Little Miracles Started to Happen - by Aly Elkin
Tuner syndrome (TS) affects us all in different ways, but here is my story. I was always behind on growth and weight charts, but nobody really thought anything of it. I had the nickname of “peanut” because I was so much smaller than other children my age. When I was 3 years old, my brother was born with a rare metabolic disease and my parents decided to get genetic testing done for me to ensure that my growth problem was just me being a “peanut” and not something more.
As it turned out, I had mosaic Turner syndrome, and I wasn’t just naturally small like everyone thought. After my brother received his diagnosis, doctors tried to frame my diagnosis as a good thing to my parents. “The good news is, she is not in any danger”, they told my parents. “She will be normal except for a few minor things”. The doctors then went on to tell my parents that I wouldn’t ever naturally go through puberty and I’d have to take growth hormone injections, I’d never have my own biological children, and that I would have to get my heart and kidneys checked for the rest of my life, but I would still be “normal”.

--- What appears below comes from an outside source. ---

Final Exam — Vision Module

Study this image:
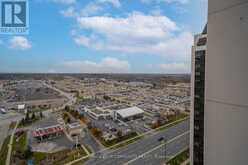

What is “normal” exactly? As I grew up and started to understand my diagnosis more, it sure didn’t feel like I was “normal”. I had constant doctor appointments, had to take growth hormone injections, struggled a lot in school, and was painfully aware of my future infertility. I was beginning to think I would never get into college, and that I was not going anywhere in life. But then, one by one, little miracles started to happen. When I was 12 years old, my body started to develop on its own, and growth hormone allowed me to reach my final height of 5’0. I always joke that I worked hard to get to 5 feet, and I for sure did.
I had already done 2 things that my doctors said I would never do: go through puberty without any intervention and reach 5 feet (with the help of growth hormone shots). We had even been planning to start estrogen patches when I got a bit older, but there was no need. To my own disbelief, I made it through high school and shockingly enough, got into college. In high school, I just barely got by.
In college, I flourished. I even decided to do it all over again and get my Master of Science in clinical rehabilitation counseling, and I graduate in May 2023 with a 3.9 GPA. One day, I may even go back and become Doctor Aly Elkin, who knows! I defied everyone’s expectations, including my own, and Turner syndrome is just a part of me.
While the future of my fertility, heart, and kidneys is still unknown, I have comfort in the fact that I have continued to defy all the odds and expectations. Every fetus with TS has a 98% chance of ending in a miscarriage, so the fact that we were born with only a 2% chance is proof enough that girls with TS are warriors who defy all of the odds. Every individual story is unique, but we all have this in common: we defy the odds and expectations set for us, and that includes our own. Turner syndrome is a part of me, but it will never define me.